Grange noted that the study merely analyzed surface water for pesticides at a particular point in time, rather than showing averages or trends over time.
The analysis, which was funded by the DOH, the state Department of Agriculture and the U.S. Geological Survey, concluded that there were no violations of state or federal water quality standards for pesticides that are currently used.
The study did find dieldrin, a harmful insecticide that is now banned in the U.S., exceeded state water quality standards. The result confirmed a previous study by USGS that found high levels of the toxin.
Regarding currently used pesticides, the study discovered small concentrations of the chemicals at all 24 tested sites, but Grange said the amounts were generally well below the state and federal benchmarks.
Streams in urban Oahu had the highest number of pesticides present, including one site where 20 types were detected. In total, the study found 41 pesticide compounds.
The study also analyzed seven sites for the presence of glyphosate, an herbicide that is more commonly known by its trade name, Roundup. The state doesn’t generally test for glyphosate because of the high cost, but members of the Environmental Council advocated for more testing last fall.
Three of the seven sites had glyphosate, but at extremely low levels — the highest concentration was 60,000 times lower than the lowest benchmark available.
The issue of pesticide use has gained more attention recently as more residents have become worried about the farming practices of biotech companies like Monsanto Co. and Syngenta.
Community concerns have grown so much that last year, Kauai passed a law that in part requires biotech companies to disclose details of their pesticide use and abide by buffer zones near roads, schools and other areas. The law, which is set to go into effect in August, is currently being challenged by Sygenta and other seed companies.
Gary Gill, deputy director of environmental health at DOH, said the purpose of the study was to bring facts into the discussion of pesticide use in Hawaii, which can often be heated and emotional.
“This is our first infusion of factual information,” said Gill, noting that the next step is to gather feedback from the community. “I think it will take the community some time to make suggestions about what we should do next.”
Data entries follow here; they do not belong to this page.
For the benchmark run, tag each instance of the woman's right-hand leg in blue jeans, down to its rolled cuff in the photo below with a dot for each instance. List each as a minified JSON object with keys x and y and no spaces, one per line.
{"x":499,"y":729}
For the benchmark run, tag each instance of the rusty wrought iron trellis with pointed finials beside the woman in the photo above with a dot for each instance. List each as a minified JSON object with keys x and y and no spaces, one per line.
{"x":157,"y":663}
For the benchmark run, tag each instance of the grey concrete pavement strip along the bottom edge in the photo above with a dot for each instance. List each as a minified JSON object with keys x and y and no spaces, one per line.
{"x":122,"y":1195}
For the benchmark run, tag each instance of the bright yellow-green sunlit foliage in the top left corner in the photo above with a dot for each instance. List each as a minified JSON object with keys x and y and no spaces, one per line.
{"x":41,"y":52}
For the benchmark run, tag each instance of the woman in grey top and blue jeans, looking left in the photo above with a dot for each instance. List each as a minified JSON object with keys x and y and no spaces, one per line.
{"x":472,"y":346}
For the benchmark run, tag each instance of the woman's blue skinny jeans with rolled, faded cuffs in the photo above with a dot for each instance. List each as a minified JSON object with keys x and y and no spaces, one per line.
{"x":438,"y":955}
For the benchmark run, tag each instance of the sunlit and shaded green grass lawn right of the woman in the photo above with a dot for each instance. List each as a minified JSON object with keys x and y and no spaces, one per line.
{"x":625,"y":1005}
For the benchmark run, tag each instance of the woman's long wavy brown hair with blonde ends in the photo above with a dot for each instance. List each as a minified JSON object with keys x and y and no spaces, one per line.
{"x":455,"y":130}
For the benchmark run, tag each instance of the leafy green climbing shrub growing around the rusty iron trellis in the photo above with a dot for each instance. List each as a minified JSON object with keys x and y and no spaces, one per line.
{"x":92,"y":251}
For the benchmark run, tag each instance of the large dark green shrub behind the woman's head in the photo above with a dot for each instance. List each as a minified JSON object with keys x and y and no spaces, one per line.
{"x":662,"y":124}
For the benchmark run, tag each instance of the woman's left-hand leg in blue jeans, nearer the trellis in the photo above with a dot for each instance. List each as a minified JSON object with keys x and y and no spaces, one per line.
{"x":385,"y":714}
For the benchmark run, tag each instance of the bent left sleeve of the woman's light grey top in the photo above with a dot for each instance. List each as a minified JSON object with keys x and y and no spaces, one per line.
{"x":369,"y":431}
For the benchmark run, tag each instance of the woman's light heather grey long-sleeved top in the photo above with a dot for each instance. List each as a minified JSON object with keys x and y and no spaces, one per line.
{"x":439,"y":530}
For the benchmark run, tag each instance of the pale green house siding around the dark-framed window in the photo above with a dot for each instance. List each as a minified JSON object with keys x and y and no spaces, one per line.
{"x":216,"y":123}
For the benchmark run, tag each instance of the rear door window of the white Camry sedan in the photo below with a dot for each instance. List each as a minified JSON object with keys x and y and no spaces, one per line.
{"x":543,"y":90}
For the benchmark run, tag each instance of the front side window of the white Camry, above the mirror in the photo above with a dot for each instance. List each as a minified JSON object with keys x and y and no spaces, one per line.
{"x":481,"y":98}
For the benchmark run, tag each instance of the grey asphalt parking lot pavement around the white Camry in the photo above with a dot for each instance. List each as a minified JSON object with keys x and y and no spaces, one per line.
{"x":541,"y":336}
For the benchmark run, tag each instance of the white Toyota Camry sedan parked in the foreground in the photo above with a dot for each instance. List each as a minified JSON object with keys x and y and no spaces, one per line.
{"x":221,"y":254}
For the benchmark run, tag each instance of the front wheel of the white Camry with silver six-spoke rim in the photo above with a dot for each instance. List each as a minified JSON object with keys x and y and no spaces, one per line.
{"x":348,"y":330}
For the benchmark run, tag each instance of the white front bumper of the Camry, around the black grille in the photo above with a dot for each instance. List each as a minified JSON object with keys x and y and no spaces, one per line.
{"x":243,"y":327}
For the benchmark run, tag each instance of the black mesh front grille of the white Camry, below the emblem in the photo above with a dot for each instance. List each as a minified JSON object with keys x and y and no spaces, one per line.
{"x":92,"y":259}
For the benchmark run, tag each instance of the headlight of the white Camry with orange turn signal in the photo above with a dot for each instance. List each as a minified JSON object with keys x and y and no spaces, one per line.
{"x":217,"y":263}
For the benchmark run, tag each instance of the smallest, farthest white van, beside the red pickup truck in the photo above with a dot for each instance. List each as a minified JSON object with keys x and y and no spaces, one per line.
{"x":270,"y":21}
Meeting attendees expressed relief at the findings.
“When you look at social media, ‘farmer’ has become a dirty word,” said Alan Gottlieb from the Hawaii Cattlemen’s Council. “It’s really been tough to be a farmer in this state for the past three or four years. Instead of working the fields, we’ve had to go down to the Legislature or just spend time in social media or blogging.”
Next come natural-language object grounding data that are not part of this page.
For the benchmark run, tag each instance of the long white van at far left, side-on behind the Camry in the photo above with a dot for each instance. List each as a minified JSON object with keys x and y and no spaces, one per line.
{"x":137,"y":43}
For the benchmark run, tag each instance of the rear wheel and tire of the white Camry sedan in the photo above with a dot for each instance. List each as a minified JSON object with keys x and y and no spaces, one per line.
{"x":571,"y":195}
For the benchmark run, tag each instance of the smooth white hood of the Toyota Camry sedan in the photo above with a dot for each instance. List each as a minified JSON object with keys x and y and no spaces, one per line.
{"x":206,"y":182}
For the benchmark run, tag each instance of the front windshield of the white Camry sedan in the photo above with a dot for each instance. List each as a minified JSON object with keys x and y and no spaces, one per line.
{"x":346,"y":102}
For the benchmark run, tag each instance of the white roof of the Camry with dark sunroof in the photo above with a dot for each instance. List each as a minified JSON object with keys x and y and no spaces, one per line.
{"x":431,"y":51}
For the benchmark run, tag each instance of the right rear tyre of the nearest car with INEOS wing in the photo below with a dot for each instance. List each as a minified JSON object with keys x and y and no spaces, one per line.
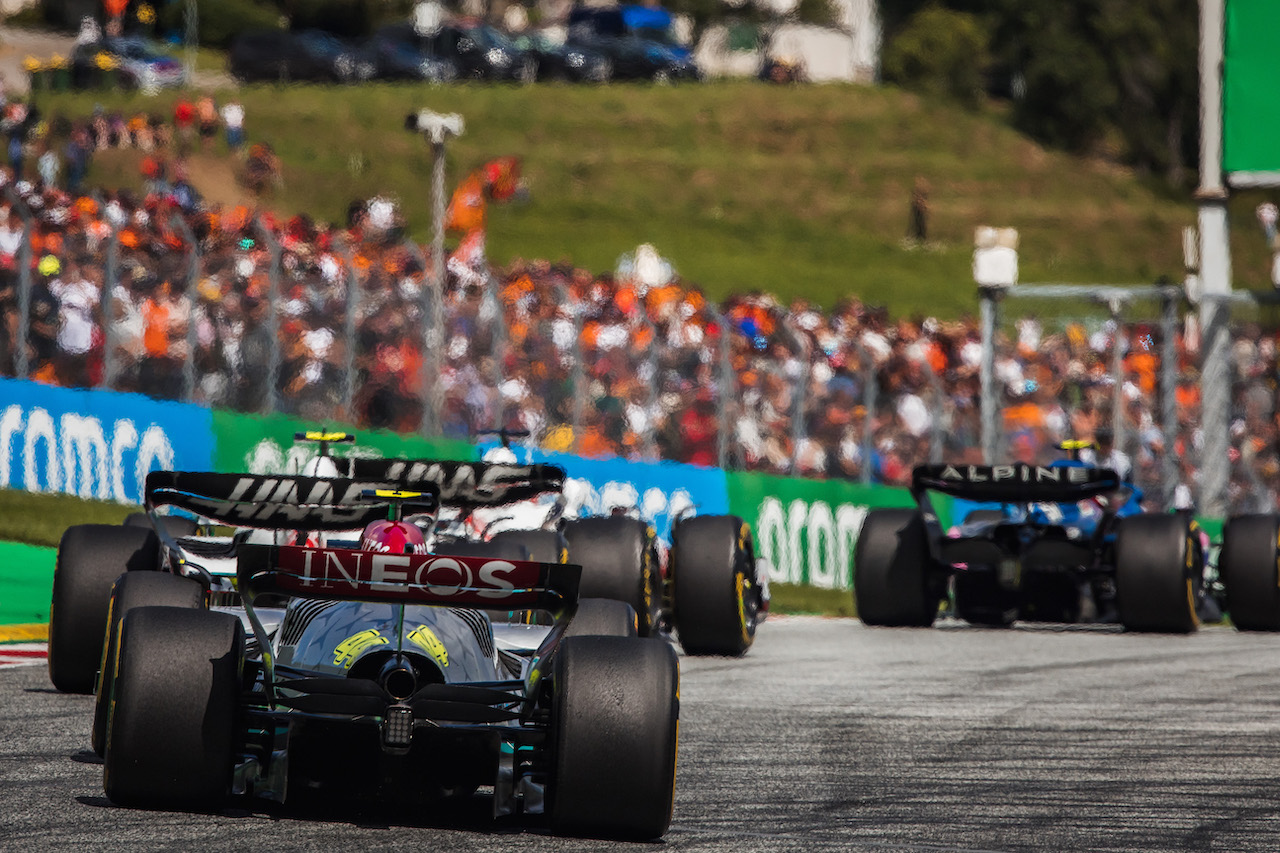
{"x":615,"y":711}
Marjerie Ziegler, a member of the Environmental Council, said that the main takeaway for her were the higher levels in urban areas, rather than near large farms growing genetically engineered crops.
“The myth in my head says that GMO is increasing all those pesticides but maybe that isn’t the case,” Ziegler said, using the popular term for genetically modified organisms.
Jessica Wooley, director of the Office of Environmental Quality, noted that the report is just a first step and community members will likely have input on how the state could improve future studies.
“This is a great first step to hopefully really increasing transparency on this issue, which is key,” Wooley said.